Fortunately for high Q systems like tuning forks, when struck, the fork settles into one particular frequency-the normal mode its designed for.
Further Edits
$1$
On how the second prong is set into motion after the first prong is struck
The short answer is that its connected to the first.
This question is in general about how motion spreads to other parts of a body when impulse is applied to only a particular part.
Elastic solids like a tuning fork, comprise of atoms (or molecules) in a certain structure. Most solid materials we encounter in daily life have some sort of equilibrium arrangement of atoms. This arrangement is responsible for stability of 
matter. For a metallic tuning fork, its a metal lattice. 
The constituents are held in equilibrium positions by inter atomic forces. At low temps**, the atoms can be approximated as staying in place.
When an impulse is delivered to any point on such an object, the atoms at the place of impact get displaced from their equilibrium positions. The displaced atoms being linked to other atoms via inter atomic forces, push on them in turn. This sets of a chain reaction throughout anything in contact with the point of impact: 
the solid itself, the air around it too.So the vibrations from one tong of the struck tuning fork travel to the other part via its bulk and set it in motion.
This displacement wave which is set off in the material is the sound that travels through it. This sound reflects off of the object's boundary and traverses across it again and again and so on.

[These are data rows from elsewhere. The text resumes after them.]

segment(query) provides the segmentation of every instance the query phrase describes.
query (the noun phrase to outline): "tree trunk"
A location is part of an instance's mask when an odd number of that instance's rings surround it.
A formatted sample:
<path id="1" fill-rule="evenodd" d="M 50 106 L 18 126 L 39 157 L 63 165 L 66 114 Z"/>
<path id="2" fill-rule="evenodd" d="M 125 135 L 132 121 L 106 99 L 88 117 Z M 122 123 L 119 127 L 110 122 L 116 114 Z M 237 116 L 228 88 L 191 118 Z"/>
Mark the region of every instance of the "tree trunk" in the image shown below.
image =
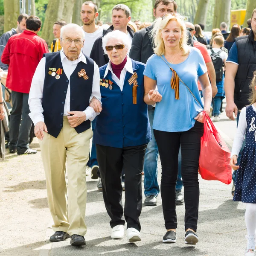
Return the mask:
<path id="1" fill-rule="evenodd" d="M 26 12 L 28 15 L 35 15 L 35 0 L 30 0 L 31 5 L 30 6 L 30 12 L 29 12 L 29 1 L 26 0 Z"/>
<path id="2" fill-rule="evenodd" d="M 55 22 L 63 20 L 67 23 L 72 21 L 74 0 L 49 1 L 45 13 L 45 19 L 41 36 L 50 45 L 54 38 L 52 26 Z"/>
<path id="3" fill-rule="evenodd" d="M 222 0 L 215 0 L 214 6 L 214 14 L 213 15 L 213 22 L 212 29 L 219 28 L 221 21 L 221 5 Z"/>
<path id="4" fill-rule="evenodd" d="M 200 0 L 199 1 L 194 20 L 194 24 L 198 24 L 200 22 L 205 24 L 209 2 L 209 0 Z"/>
<path id="5" fill-rule="evenodd" d="M 75 0 L 73 8 L 73 16 L 72 17 L 72 23 L 75 23 L 82 26 L 83 23 L 81 20 L 80 11 L 81 6 L 83 4 L 83 0 Z"/>
<path id="6" fill-rule="evenodd" d="M 247 20 L 251 18 L 253 11 L 255 9 L 256 9 L 256 1 L 255 0 L 247 0 L 246 13 L 245 14 L 245 17 L 244 18 L 244 26 L 247 27 L 248 26 L 247 25 Z"/>
<path id="7" fill-rule="evenodd" d="M 19 0 L 4 0 L 4 32 L 10 30 L 12 28 L 16 28 L 17 20 L 20 15 L 20 1 Z"/>
<path id="8" fill-rule="evenodd" d="M 152 0 L 152 9 L 153 10 L 154 8 L 154 4 L 156 3 L 156 0 Z M 154 20 L 155 19 L 154 16 L 154 14 L 152 12 L 152 18 L 153 18 L 153 20 Z"/>

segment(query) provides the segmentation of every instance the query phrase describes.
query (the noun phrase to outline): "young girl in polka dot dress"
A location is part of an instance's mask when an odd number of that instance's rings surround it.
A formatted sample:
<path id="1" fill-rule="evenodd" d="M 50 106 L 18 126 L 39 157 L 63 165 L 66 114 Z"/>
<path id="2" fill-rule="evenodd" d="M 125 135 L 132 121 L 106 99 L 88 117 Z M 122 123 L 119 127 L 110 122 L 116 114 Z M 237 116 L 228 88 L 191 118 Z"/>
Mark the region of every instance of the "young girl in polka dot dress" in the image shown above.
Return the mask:
<path id="1" fill-rule="evenodd" d="M 236 175 L 233 200 L 246 203 L 245 223 L 247 227 L 247 246 L 245 256 L 255 256 L 256 230 L 256 72 L 251 83 L 251 105 L 240 113 L 236 134 L 234 140 L 230 165 Z M 237 157 L 245 136 L 240 166 Z"/>

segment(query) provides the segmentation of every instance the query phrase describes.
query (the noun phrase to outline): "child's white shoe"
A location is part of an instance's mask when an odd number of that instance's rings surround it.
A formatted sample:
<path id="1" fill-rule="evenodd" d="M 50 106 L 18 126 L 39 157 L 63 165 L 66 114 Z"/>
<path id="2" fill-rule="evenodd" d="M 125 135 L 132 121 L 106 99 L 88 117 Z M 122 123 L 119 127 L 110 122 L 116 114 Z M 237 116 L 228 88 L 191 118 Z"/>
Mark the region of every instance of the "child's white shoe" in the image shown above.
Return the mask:
<path id="1" fill-rule="evenodd" d="M 247 236 L 247 246 L 245 249 L 245 256 L 255 256 L 255 235 Z"/>

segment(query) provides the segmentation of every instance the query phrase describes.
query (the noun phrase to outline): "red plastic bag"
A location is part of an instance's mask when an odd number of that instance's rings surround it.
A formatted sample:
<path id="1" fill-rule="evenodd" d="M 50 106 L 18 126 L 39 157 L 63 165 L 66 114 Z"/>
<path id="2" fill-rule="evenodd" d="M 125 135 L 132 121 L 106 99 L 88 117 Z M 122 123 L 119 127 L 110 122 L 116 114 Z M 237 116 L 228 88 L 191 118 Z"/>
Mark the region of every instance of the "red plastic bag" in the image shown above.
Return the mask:
<path id="1" fill-rule="evenodd" d="M 230 151 L 207 113 L 202 113 L 204 131 L 201 138 L 199 173 L 204 180 L 230 184 L 232 180 Z"/>

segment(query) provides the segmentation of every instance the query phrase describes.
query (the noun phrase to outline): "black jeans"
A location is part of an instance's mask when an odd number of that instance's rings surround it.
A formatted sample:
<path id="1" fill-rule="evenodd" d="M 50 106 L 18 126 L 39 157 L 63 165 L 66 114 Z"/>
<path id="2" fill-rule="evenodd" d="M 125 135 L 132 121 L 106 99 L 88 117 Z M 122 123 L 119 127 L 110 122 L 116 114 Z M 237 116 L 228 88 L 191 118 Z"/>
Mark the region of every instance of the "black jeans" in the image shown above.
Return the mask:
<path id="1" fill-rule="evenodd" d="M 185 229 L 191 228 L 196 231 L 199 201 L 198 161 L 204 124 L 196 121 L 194 127 L 186 131 L 169 132 L 154 130 L 154 133 L 162 165 L 161 195 L 166 228 L 177 227 L 175 186 L 180 146 L 185 207 Z"/>
<path id="2" fill-rule="evenodd" d="M 29 116 L 30 112 L 28 103 L 29 93 L 12 91 L 12 99 L 13 106 L 10 117 L 9 148 L 17 147 L 18 152 L 24 153 L 29 148 L 29 131 L 32 125 Z"/>
<path id="3" fill-rule="evenodd" d="M 142 208 L 141 174 L 147 145 L 122 148 L 96 144 L 97 158 L 102 184 L 103 199 L 111 218 L 111 228 L 124 225 L 121 176 L 125 174 L 124 215 L 127 228 L 140 231 L 139 218 Z"/>

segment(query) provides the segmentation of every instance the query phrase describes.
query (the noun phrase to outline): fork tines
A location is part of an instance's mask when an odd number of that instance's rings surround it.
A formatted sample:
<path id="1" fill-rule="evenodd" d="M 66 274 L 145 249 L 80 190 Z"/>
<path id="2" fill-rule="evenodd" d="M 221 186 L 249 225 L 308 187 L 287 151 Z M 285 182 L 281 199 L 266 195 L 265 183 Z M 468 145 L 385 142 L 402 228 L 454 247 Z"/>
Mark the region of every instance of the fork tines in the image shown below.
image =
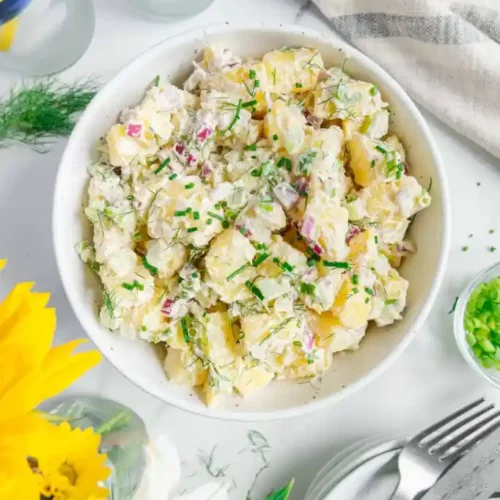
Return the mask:
<path id="1" fill-rule="evenodd" d="M 494 410 L 495 405 L 485 404 L 484 398 L 478 399 L 431 425 L 414 439 L 440 461 L 455 460 L 500 426 L 500 411 Z"/>

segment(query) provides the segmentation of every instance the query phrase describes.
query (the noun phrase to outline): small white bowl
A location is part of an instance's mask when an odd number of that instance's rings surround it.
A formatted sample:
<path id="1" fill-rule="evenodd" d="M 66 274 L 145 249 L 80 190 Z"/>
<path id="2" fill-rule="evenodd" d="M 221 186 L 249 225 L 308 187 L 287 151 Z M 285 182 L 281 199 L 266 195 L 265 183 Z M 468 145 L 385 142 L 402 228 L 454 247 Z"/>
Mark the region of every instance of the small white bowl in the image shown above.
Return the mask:
<path id="1" fill-rule="evenodd" d="M 418 252 L 401 268 L 410 281 L 408 307 L 401 321 L 369 332 L 359 350 L 336 355 L 321 384 L 274 382 L 253 398 L 229 397 L 217 408 L 206 408 L 192 389 L 171 384 L 152 346 L 127 340 L 99 324 L 95 304 L 100 295 L 98 280 L 74 250 L 75 243 L 92 238 L 82 207 L 89 181 L 87 167 L 96 159 L 99 137 L 116 123 L 124 107 L 140 102 L 158 73 L 182 83 L 191 61 L 201 56 L 207 42 L 219 43 L 241 56 L 262 56 L 291 45 L 316 47 L 327 65 L 341 65 L 347 56 L 346 71 L 375 83 L 389 102 L 392 129 L 406 146 L 412 174 L 424 186 L 432 179 L 433 198 L 430 208 L 417 215 L 411 228 Z M 387 368 L 408 345 L 434 302 L 445 267 L 449 227 L 443 166 L 427 125 L 410 98 L 384 70 L 352 47 L 296 26 L 197 29 L 170 38 L 135 59 L 99 92 L 80 118 L 62 158 L 54 195 L 53 237 L 59 272 L 69 302 L 91 339 L 120 372 L 154 396 L 191 412 L 234 420 L 296 416 L 331 405 Z"/>
<path id="2" fill-rule="evenodd" d="M 496 264 L 480 271 L 460 294 L 453 315 L 453 330 L 455 332 L 455 340 L 460 354 L 476 373 L 479 373 L 479 375 L 498 388 L 500 388 L 500 371 L 493 368 L 485 368 L 476 358 L 474 351 L 466 339 L 467 331 L 464 327 L 464 316 L 467 302 L 469 301 L 471 293 L 474 289 L 481 283 L 491 281 L 493 278 L 498 278 L 499 276 L 500 262 L 497 262 Z"/>

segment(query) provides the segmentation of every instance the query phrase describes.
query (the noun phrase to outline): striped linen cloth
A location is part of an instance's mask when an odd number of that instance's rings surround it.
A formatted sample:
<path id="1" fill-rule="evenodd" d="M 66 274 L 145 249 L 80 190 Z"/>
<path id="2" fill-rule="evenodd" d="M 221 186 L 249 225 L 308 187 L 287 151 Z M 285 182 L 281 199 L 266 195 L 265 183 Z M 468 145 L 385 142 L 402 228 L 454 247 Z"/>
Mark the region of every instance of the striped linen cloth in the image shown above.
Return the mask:
<path id="1" fill-rule="evenodd" d="M 500 158 L 500 0 L 312 0 L 351 45 Z"/>

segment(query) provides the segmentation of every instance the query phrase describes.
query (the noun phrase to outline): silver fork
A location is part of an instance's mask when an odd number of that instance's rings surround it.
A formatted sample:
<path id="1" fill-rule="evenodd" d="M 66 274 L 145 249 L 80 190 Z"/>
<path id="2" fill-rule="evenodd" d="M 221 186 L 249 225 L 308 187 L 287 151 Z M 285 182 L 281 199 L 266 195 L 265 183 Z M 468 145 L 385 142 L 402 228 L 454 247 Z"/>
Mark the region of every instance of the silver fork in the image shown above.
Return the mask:
<path id="1" fill-rule="evenodd" d="M 414 500 L 500 425 L 500 421 L 494 422 L 500 411 L 491 413 L 494 405 L 481 407 L 483 403 L 483 398 L 474 401 L 410 439 L 398 458 L 400 480 L 391 500 Z M 469 414 L 474 409 L 476 411 Z M 475 422 L 482 416 L 484 418 Z"/>

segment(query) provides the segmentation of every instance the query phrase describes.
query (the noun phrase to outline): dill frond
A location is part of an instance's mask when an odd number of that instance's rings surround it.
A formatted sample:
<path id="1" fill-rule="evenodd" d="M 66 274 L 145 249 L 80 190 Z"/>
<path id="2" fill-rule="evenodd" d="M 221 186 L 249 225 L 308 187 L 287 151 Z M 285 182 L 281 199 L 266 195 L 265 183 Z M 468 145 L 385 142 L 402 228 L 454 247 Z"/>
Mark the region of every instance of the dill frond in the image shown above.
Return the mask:
<path id="1" fill-rule="evenodd" d="M 53 78 L 13 87 L 0 101 L 0 148 L 13 142 L 44 153 L 55 137 L 68 137 L 74 115 L 83 111 L 97 93 L 93 80 L 65 84 Z"/>

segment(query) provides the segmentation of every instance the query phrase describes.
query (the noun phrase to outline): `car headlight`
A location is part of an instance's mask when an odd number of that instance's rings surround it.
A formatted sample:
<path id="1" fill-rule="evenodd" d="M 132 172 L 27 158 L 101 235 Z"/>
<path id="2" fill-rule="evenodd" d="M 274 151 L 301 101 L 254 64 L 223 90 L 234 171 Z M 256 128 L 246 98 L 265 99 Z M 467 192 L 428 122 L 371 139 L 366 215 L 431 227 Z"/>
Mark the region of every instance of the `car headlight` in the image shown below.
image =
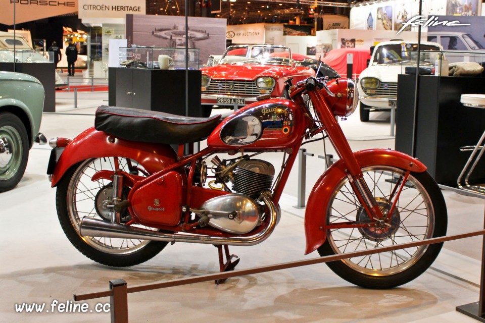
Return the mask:
<path id="1" fill-rule="evenodd" d="M 211 83 L 211 78 L 207 75 L 202 75 L 202 86 L 207 86 Z"/>
<path id="2" fill-rule="evenodd" d="M 272 89 L 274 87 L 276 82 L 272 77 L 263 76 L 256 79 L 256 86 L 263 89 Z"/>
<path id="3" fill-rule="evenodd" d="M 380 86 L 380 81 L 375 77 L 364 77 L 360 80 L 360 85 L 364 89 L 377 89 Z"/>

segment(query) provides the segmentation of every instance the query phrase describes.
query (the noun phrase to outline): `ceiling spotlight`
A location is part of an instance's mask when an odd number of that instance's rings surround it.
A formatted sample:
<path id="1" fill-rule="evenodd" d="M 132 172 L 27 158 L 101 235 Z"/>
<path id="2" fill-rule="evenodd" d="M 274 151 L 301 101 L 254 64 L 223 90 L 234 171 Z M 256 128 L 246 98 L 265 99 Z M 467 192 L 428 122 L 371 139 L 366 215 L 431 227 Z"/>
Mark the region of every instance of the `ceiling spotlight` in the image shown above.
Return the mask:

In this transient phase, the exact motion is, at least in theory, just the evolution of certain superpositioned normal modes.  By design, in case of a tuning fork, eventually the body is left vibrating in just one dominant mode while the energy in most other modes has decayed away faster.
This treatment of analysing transient motion in terms of normal modes(eigenmodes) of interfering sound waves has the benefit that one doesn't have to track  down the individual motion of typically $10^{23}$ atoms to make predictions about sound frequency. Only geometry is needed.

**compared to melting point
A: The tuning fork has a number of eigenmodes, elementary ways it can stably oscillate. The lowest frequency and energy eigenmode (the fundamental mode) is the one where both tines are moving in opposite directions, with the biggest displacement at their ends and nearly no displacement at the forking point. When struck, the vibration will first be just across one tine. This is not itself an eigenmode and it will tend to transfer energy to other eigenmodes - in particular, the low frequency eigenmode with both tines moving. The transfer presumably happens because the vibrating tine will cause pushing and pulling on the forking point that stimulates the oscillation in the other tine.
See also the images at this blog post (dealing with the other odd issue of why the frequency doubles when you press down the fork on a hard surface).
A: I think you may envision this, in a simplified way, as a system of two masses $m$ (the tins) connected to a bigger mass $M$ (the fork handle) with springs. Imparting an initial force to either of the $m$ will utimately set the whole system in motion according to one of its eigenmodes. During the transient, movement is gradually transferred to the second mass $m$ via the movement of the bigger mass $M$ and the generated forces in the springs. Of course in the real case, mass are ditributed and springs are "flexural " springs, and what is transferred are bending moments.